In the style of a traditional PaaS, OpenShift can take your application source code and, using a builder for the programming language you are using, create your application image. You as a developer do not need to provide instructions on how to create the container image; the platform will do this for you.

In addition, OpenShift can also accept source code that includes a set of instructions to create the application image in a Dockerfile. This is what you need to do if building a container image yourself using Docker, but OpenShift will do it for you, inside the OpenShift platform.

In both cases, OpenShift will cache the application image in an image registry that it provides. The application image will then be deployed from this internal image registry.

Using OpenShift to build the application image from a Dockerfile means you do not need to have the Docker tool on your own system, nor do you need to use a separate image registry to hold your images.

With both types of builds, OpenShift can pull the source code for the build from a hosted Git repository. If you’re using a service such as GitHub, GitLab, or Bitbucket, you can configure the Git repository hosting service to notify OpenShift whenever you push changes to your code back to the hosted Git repository. This notification can trigger a new build and deployment of your application.

This automation means that once you have set up your application in OpenShift, you do not need to interact directly with OpenShift as you continue with your application development. As soon as you push back changes to your hosted Git repository, OpenShift will know and can build and redeploy the application automatically.

Deploying Your Application

By building on top of Kubernetes, adding its own automation for builds and deployments, OpenShift operates as both a CaaS and a PaaS. In other words, OpenShift implements a general-purpose container platform. You can deploy your own bespoke applications, or you can import third-party applications such as databases, messaging systems, or other business suites to support the business processes of your organization.

In this book you will learn about the different ways you can deploy applications to OpenShift. This will include deploying from a prebuilt application image using the CaaS functionality of OpenShift, and building from source code in the manner of a PaaS.

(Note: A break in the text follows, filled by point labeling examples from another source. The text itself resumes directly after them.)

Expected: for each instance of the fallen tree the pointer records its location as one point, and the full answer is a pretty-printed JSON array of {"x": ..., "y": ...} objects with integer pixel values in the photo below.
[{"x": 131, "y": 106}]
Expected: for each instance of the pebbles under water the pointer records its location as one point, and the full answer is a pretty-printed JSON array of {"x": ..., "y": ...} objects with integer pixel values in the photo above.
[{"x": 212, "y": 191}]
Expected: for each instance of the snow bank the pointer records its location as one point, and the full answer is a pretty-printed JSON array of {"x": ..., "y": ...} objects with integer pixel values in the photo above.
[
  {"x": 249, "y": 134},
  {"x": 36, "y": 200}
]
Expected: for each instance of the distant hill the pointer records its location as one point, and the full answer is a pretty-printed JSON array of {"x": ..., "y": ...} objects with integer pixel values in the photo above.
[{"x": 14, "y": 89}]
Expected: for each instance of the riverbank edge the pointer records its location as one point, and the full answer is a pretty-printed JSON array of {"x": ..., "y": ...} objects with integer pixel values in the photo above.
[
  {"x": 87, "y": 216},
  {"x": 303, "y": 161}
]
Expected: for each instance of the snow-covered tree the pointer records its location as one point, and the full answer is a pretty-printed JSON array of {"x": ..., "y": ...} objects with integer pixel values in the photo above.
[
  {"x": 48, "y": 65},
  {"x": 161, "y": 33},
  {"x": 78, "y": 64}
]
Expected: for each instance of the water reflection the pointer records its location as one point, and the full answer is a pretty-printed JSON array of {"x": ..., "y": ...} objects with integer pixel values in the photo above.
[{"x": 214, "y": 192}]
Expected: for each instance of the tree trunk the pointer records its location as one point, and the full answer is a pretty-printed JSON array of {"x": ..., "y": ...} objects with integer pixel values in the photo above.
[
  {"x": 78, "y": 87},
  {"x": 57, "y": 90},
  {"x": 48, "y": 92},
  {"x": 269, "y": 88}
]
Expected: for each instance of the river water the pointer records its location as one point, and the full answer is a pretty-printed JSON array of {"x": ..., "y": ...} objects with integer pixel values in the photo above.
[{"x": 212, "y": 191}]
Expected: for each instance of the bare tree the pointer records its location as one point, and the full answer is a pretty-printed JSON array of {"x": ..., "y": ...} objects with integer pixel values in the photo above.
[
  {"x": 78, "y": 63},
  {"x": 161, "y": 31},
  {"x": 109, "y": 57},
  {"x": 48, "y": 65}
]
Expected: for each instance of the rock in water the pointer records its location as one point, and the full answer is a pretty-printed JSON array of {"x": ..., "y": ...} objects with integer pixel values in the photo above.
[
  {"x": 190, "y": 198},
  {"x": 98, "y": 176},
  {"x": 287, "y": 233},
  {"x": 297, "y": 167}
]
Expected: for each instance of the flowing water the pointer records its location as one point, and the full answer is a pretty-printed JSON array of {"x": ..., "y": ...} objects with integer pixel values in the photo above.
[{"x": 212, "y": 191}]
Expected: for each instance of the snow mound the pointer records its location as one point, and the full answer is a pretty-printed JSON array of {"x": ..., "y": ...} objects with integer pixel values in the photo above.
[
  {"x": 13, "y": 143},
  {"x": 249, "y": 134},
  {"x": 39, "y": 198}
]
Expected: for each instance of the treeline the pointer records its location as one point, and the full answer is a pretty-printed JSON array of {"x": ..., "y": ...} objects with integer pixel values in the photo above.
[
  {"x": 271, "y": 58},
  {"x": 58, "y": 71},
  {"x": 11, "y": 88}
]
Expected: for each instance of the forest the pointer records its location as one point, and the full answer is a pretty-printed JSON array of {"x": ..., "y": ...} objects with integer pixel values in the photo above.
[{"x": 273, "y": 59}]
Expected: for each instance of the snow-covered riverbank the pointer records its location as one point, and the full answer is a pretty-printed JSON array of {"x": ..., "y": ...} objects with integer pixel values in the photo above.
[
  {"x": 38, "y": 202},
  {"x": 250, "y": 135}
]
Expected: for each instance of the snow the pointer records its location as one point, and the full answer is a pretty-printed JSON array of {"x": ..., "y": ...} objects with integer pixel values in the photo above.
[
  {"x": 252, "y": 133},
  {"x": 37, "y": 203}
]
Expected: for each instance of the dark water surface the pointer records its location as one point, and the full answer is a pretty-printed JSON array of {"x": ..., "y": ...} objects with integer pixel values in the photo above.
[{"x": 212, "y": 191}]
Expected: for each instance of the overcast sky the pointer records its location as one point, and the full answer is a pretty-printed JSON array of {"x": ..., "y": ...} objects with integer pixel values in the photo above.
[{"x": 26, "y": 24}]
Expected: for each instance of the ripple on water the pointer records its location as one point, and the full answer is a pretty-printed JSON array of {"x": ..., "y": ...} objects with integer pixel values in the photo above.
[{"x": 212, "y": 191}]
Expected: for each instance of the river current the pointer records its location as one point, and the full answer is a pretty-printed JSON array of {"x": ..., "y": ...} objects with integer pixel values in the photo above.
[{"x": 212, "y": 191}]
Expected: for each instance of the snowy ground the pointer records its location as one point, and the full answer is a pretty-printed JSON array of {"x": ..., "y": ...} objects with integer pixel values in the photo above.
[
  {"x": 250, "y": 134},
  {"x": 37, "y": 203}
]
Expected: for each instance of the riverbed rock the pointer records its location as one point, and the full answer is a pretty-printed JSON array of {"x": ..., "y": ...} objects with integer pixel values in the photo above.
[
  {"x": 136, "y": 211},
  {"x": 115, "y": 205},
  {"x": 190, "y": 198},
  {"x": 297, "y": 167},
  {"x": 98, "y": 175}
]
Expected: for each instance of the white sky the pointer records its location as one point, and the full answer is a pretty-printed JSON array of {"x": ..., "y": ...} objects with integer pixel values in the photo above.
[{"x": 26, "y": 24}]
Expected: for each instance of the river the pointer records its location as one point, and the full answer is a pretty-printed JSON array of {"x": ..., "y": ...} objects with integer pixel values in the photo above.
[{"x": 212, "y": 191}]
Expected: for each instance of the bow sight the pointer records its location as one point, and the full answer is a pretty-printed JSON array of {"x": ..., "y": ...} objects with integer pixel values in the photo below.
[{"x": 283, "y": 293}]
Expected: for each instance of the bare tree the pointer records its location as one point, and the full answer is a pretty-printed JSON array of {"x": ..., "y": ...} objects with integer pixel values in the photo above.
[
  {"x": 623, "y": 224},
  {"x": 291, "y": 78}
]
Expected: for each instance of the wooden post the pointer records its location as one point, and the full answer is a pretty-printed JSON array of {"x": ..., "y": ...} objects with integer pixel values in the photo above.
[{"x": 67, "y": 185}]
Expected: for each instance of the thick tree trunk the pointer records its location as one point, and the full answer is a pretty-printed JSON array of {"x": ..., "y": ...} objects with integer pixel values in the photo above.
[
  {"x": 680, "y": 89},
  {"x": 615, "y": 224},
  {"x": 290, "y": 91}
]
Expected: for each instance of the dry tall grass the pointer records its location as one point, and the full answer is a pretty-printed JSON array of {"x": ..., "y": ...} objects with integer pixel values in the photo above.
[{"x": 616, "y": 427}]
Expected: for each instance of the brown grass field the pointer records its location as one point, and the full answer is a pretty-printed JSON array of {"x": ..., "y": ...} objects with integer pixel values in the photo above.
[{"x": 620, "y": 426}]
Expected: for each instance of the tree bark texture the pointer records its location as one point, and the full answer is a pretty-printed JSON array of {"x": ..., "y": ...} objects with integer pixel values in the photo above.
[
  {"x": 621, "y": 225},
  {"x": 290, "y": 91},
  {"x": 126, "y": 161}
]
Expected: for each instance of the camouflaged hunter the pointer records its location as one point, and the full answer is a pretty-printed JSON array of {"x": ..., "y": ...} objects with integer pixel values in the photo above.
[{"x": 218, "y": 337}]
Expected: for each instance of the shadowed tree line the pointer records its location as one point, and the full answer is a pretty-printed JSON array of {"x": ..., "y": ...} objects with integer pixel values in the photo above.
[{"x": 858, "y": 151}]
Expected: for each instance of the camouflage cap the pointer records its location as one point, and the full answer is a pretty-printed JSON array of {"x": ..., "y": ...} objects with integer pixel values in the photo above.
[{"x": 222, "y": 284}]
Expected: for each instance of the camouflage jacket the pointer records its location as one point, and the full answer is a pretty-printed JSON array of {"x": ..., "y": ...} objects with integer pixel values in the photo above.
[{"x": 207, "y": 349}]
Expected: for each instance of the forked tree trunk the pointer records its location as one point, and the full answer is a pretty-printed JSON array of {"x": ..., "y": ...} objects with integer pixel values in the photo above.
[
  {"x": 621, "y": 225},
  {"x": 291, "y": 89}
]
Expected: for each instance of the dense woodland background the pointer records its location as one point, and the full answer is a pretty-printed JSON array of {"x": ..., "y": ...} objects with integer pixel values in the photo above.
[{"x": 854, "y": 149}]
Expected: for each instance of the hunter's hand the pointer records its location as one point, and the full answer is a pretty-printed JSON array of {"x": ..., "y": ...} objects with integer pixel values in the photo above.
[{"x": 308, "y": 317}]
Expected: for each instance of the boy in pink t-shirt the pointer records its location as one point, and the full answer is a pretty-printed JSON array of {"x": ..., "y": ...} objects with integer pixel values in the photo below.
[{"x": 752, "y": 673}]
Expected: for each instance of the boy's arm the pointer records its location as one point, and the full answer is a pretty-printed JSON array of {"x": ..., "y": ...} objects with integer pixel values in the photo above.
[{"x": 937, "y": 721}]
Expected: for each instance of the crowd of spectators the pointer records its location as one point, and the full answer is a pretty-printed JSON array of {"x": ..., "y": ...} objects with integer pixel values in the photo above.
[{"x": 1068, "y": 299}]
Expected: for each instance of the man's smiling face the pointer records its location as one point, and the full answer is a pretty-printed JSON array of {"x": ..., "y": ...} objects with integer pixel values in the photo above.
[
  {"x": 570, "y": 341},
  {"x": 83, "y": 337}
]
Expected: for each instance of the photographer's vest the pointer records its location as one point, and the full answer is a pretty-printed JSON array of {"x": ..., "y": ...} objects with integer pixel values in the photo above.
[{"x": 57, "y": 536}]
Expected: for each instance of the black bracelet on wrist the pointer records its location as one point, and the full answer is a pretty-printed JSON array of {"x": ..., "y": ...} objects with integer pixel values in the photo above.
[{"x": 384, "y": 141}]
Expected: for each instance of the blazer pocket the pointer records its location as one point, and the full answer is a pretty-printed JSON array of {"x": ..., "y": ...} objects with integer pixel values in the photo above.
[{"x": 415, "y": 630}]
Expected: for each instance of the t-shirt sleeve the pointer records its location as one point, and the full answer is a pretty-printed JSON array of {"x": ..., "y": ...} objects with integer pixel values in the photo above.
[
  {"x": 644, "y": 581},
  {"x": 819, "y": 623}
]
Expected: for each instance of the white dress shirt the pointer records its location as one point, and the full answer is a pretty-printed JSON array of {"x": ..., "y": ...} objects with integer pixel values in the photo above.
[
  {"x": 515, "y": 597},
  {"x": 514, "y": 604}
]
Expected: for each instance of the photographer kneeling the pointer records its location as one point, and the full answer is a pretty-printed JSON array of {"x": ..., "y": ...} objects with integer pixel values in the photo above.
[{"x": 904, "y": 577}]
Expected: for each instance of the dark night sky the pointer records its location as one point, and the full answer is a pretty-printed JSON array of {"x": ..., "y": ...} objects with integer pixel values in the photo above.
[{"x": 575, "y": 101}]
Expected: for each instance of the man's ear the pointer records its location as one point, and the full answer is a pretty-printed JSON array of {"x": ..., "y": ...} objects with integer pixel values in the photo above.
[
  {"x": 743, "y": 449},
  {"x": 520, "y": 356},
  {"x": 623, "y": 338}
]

You will also learn how to integrate your application into the OpenShift platform, how to configure it through OpenShift, how to mount persistent volumes, how to make it public so users can access it, and how to monitor and debug your application.

To interact with OpenShift you can use either a web console or a command-line client. This book will focus on using the command-line client.

The main application example that will be used throughout the book is a Python application implemented using the Django web framework. This is the same sample application that is used in many of the tutorials found on the OpenShift Interactive Learning Portal. In addition to reading through this book, you can use those tutorials to further investigate many of the topics we cover.

The source code for the sample application can be found on GitHub.

If you wish to work through the example in the book yourself, you can use the playground environments on the OpenShift Interactive Learning Portal. The playgrounds don’t follow a set tutorial, and you are free to try anything you want.

You can also install OpenShift yourself, or use a hosted OpenShift service. The next chapter will discuss options for running OpenShift, with the remainder of the book then showing you how to use it so you can learn to deploy your own applications.